Self-Supervised Graph Neural Network for Multi-Source Domain Adaptation
Jin Yuan, Feng Hou, Yangzhou Du, Zhongchao Shi, Xin Geng, Jianping Fan, Yong Rui
TL;DR
This work addresses multi-source domain adaptation by leveraging unlabeled target data through self-supervision. It introduces Self-Supervised Graph Neural Network (SSG), which uses a graph with domain and category nodes and a graph neural network to enable direct information exchange between the domain-aware pretext task and the category prediction task, augmented by a mask token strategy to enhance domain representations. The model optimizes a multi-task objective that combines supervised category loss with a domain classification loss, while constructing adjacency via a Gaussian kernel and updating embeddings through graph convolutions. Empirically, SSG achieves state-of-the-art results on four MSDA benchmarks (Office-Caltech10, Office-31, Office-Home, DomainNet), with ablations demonstrating the effectiveness of the graph bridge, the mask token strategy, and the joint loss terms for robust cross-domain generalization.
Abstract
Domain adaptation (DA) tries to tackle the scenarios when the test data does not fully follow the same distribution of the training data, and multi-source domain adaptation (MSDA) is very attractive for real world applications. By learning from large-scale unlabeled samples, self-supervised learning has now become a new trend in deep learning. It is worth noting that both self-supervised learning and multi-source domain adaptation share a similar goal: they both aim to leverage unlabeled data to learn more expressive representations.

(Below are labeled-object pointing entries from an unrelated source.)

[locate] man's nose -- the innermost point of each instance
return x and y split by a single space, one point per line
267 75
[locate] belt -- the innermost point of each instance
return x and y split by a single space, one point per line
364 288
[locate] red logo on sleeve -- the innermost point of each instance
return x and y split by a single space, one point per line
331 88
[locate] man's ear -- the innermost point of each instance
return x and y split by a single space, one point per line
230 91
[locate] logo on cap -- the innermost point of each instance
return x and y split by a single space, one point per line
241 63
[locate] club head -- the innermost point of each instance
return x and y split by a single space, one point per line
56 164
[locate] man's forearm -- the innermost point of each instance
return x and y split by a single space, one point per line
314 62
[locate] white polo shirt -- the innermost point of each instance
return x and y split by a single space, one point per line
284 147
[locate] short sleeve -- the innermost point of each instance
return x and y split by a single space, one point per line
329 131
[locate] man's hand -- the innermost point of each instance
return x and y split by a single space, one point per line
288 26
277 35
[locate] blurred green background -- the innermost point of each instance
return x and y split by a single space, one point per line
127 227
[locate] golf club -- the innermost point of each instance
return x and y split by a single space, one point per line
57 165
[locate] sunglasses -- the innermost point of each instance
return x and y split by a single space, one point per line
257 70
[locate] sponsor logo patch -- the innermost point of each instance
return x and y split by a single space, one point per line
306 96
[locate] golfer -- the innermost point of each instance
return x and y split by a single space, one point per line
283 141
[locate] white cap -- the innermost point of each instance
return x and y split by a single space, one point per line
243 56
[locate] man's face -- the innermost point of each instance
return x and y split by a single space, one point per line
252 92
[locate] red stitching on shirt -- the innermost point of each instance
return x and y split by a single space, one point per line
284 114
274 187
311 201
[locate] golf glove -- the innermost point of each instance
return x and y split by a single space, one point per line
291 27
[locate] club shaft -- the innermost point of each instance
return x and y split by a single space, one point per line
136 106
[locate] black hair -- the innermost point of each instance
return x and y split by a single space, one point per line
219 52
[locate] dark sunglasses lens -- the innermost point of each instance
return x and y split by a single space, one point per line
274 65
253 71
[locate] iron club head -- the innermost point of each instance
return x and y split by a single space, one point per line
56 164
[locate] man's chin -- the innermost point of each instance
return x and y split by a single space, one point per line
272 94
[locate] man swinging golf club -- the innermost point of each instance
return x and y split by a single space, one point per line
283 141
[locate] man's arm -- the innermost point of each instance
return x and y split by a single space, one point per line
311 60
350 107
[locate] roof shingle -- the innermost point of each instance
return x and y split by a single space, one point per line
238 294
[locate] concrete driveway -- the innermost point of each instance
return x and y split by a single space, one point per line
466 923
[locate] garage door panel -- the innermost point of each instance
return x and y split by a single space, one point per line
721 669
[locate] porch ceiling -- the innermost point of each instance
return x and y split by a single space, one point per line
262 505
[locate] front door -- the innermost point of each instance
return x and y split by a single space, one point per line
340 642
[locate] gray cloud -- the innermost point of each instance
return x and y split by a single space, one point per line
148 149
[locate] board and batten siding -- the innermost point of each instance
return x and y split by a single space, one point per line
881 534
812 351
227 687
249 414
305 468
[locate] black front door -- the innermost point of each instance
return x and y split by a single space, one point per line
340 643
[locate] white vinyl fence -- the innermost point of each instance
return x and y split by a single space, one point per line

Unfortunately, traditional multi-task self-supervised learning faces two challenges: (1) the pretext task may not strongly relate to the downstream task, thus it could be difficult to learn useful knowledge being shared from the pretext task to the target task; (2) when the same feature extractor is shared between the pretext task and the downstream one and only different prediction heads are used, it is ineffective to enable inter-task information exchange and knowledge sharing. To address these issues, we propose a novel \textbf{S}elf-\textbf{S}upervised \textbf{G}raph Neural Network (SSG), where a graph neural network is used as the bridge to enable more effective inter-task information exchange and knowledge sharing. More expressive representation is learned by adopting a mask token strategy to mask some domain information. Our extensive experiments have demonstrated that our proposed SSG method has achieved state-of-the-art results over four multi-source domain adaptation datasets, which have shown the effectiveness of our proposed SSG method from different aspects.